Summary of the joint conference on education by the Free Market Foundation, the Uninvited Network and the Civic Platform
On November 18 in Budapest, the Free Market Foundation together with the Uninvited Network and the Civic Platform organized a conference on education. Teachers, students, parents, recruiters and education policy experts worked together during the event to identify the issues of the education system and to formulate responses and solutions.
The first part of the conference, which was closed for the public and the press, consisted of two parallel workshops on the topics of digital education and foreign language education. According to the experiences of the participants of the workshops, the performance of Hungarian students is lagging behind the regional average in both areas. Students often need to take private lessons to develop their skills and knowledge in these two crucial fields because the public education is unable to provide them with opportunities to do so.
Participants felt that new ideas and improvements are blocked by the inflexibility of the current education system. To improve competitiveness of education, they recommended making teaching a more attractive career choice, providing trainings for instructors and decreasing the workload of both teachers and students.
The workshops were followed by two public panel discussions. Three education policy experts were invited to the first panel. All of them agreed on the negative aspects of the centralization of the education system implemented by the government since 2010. They claimed that the diminishing autonomy of the institutions was exacerbated by structural problems in both the public and the higher education systems.
Balázs Váradi explained that only autonomous market-based institutions have the capabilities and flexibility to adapt to the expectations of the labor market. According to Péter Radó, the government is attempting to centralize both public and higher education but universities are capable of resistance – students and professors may either protest or leave for institutions abroad. Dániel Deák mentioned that the system does not adapt to the needs of students or parents which prompts them to continue their studies at foreign universities. All three experts have a pessimistic outlook regarding the future of Hungarian education: They believe that it is going to prove difficult to revert the current negative tendencies.

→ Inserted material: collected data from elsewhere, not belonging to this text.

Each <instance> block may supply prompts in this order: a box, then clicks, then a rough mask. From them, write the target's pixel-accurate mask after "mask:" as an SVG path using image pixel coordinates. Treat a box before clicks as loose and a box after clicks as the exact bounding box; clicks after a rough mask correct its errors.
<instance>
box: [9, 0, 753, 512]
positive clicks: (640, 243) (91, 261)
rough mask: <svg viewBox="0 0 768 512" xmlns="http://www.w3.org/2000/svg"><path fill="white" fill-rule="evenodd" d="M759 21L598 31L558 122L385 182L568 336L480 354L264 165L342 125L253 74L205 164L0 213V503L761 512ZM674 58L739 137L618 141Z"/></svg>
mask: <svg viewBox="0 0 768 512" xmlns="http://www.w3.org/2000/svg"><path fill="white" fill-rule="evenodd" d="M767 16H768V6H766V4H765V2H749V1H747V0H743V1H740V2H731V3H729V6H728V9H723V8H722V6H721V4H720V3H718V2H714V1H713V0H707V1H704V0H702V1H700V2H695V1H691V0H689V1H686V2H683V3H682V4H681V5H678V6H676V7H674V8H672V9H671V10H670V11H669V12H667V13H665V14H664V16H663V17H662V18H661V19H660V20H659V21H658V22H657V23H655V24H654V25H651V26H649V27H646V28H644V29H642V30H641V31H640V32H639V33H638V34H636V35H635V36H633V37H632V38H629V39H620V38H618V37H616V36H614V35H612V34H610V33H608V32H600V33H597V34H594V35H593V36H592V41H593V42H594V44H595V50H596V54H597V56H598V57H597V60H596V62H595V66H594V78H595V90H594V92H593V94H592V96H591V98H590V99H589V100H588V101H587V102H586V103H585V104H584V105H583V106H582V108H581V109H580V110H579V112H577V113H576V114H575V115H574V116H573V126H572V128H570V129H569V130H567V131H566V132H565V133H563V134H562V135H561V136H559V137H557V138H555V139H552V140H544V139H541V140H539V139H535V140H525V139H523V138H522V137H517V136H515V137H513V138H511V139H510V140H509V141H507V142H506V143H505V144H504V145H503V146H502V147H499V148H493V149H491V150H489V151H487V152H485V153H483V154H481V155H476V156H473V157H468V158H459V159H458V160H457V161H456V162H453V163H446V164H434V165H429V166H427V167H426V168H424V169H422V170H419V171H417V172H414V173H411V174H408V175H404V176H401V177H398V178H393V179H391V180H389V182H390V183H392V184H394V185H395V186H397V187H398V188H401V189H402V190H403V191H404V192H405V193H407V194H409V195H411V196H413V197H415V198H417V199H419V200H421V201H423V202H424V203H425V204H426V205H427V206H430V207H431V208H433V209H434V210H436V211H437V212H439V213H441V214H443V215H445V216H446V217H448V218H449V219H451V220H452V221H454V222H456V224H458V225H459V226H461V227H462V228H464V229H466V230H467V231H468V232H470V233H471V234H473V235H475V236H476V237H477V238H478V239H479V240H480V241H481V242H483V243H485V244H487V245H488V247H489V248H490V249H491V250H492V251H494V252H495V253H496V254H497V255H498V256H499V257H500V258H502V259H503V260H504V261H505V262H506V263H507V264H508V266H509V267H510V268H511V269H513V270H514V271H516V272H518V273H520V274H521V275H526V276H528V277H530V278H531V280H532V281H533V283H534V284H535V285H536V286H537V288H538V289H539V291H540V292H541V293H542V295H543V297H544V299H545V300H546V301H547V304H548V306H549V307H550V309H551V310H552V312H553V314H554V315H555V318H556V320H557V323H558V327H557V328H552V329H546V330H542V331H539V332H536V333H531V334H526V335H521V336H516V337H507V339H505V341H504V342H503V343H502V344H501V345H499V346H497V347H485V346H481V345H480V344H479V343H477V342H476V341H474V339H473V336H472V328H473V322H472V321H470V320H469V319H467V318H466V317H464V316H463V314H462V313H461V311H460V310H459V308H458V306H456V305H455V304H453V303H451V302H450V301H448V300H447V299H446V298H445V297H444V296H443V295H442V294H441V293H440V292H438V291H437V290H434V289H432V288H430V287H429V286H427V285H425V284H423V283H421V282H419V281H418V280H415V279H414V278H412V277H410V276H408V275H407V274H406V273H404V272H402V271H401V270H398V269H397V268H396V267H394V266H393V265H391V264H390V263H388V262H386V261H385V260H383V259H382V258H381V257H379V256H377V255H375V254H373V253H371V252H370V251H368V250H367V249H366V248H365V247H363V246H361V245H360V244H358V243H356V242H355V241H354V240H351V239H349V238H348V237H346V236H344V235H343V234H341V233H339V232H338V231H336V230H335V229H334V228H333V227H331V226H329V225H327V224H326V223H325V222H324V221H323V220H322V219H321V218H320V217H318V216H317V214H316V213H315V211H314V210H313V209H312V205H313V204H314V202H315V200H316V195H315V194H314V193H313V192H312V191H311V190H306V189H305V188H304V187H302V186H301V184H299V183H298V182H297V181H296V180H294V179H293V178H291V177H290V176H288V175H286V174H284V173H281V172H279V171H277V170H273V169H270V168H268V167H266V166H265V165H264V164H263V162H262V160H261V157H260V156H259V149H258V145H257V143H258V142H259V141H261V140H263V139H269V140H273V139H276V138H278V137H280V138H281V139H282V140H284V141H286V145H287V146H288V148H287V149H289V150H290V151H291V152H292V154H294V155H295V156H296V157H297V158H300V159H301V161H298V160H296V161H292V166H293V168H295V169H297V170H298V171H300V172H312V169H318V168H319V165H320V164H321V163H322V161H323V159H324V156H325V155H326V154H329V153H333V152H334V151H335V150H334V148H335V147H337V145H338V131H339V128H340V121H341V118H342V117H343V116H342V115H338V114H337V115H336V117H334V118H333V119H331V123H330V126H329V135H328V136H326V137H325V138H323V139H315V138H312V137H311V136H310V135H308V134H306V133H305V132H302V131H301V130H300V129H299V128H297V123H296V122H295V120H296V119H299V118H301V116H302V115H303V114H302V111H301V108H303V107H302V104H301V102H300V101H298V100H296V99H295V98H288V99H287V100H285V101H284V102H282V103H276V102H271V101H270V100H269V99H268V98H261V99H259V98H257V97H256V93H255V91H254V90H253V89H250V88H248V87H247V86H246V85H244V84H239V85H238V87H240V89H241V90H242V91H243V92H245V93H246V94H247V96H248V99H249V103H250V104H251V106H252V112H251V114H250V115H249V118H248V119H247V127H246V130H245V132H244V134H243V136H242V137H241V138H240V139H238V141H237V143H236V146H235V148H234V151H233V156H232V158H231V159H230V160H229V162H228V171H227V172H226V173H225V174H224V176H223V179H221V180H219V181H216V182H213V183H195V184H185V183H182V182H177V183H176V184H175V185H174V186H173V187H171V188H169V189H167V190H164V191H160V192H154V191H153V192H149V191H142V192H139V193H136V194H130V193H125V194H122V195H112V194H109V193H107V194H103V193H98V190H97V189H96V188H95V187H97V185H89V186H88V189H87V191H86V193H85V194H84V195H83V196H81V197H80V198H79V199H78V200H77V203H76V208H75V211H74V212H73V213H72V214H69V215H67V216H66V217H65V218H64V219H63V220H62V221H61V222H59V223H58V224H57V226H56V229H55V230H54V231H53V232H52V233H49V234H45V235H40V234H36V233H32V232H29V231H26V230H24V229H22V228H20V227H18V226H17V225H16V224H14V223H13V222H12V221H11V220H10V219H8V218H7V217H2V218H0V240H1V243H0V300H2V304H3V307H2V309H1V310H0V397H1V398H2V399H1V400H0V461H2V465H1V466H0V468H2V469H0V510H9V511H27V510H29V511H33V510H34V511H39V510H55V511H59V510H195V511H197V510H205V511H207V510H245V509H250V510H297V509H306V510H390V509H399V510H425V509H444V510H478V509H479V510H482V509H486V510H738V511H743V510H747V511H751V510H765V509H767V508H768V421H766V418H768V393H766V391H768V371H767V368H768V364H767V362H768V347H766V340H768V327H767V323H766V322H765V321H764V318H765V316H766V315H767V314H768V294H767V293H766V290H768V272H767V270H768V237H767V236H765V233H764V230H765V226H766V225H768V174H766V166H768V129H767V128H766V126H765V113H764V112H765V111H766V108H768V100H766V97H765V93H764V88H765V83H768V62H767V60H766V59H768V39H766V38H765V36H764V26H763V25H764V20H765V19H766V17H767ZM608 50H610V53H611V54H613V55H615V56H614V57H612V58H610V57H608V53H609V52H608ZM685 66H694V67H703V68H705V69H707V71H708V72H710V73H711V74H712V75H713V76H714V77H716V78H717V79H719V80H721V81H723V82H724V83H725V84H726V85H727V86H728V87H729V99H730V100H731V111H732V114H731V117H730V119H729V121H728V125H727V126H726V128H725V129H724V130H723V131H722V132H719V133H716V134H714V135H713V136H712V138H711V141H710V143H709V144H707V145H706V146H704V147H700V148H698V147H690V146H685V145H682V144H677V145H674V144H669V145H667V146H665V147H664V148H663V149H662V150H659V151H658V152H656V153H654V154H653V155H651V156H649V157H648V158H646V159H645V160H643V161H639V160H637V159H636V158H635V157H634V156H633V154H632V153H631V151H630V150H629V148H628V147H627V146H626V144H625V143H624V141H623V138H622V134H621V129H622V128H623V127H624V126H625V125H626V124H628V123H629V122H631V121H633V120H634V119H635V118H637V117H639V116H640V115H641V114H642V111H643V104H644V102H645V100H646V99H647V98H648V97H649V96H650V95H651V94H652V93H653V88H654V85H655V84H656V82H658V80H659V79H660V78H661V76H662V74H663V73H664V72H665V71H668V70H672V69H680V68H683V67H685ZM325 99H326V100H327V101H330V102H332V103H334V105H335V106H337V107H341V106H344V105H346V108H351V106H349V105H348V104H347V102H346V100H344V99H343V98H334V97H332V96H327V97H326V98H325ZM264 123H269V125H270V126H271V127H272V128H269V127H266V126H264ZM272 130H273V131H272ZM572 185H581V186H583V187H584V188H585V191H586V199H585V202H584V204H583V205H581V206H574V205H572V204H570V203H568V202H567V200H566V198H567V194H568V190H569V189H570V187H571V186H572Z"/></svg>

Participants of the second panel were opposition politicians István Hiller (MSZP Member of Parliament and Vice Speaker), Zoltán Kész (Independent Member of the Parliament) and Ágnes Osztolykán (member of the LMP party); members of the governing FIDESZ-KDNP coalition and executives of the Ministry of Human Capacities were asked to participate but all declined the invitation. As Zoltán Kész summarized the situation, Hungary is losing its most capable students because of incapable policy makers. He mentioned several schools in his constituency where teachers have to secure teaching aids on their own because of the financial problems of the centralized system.
According to István Hiller, there is no education policy in Hungary, only power politics. The current level of centralization is harmful and unprecedented over the last one hundred years. Ágnes Osztolykán explained that the problems in the system cannot be solved in one electoral cycle, even though every administration tries to do so. She believes that only the effective self-organization and advocacy of teacher unions can hinder centralization efforts. All three panellists agreed that governing parties keep refusing to cooperate with them in fixing the issues. Zoltán Kész mentioned a recent draft law authored by him as an example: He proposed to amend legislation so that disabled citizens can take language exams – which is right now impossible for the deaf, for example. His draft was rejected by government parties without any consideration, based on political reasons.
The conference ended with questions from the audience. Many of them mentioned local problems that supported the claims made during the two panel discussions. Most of these included financial problems in schools and diminishing institutional autonomy.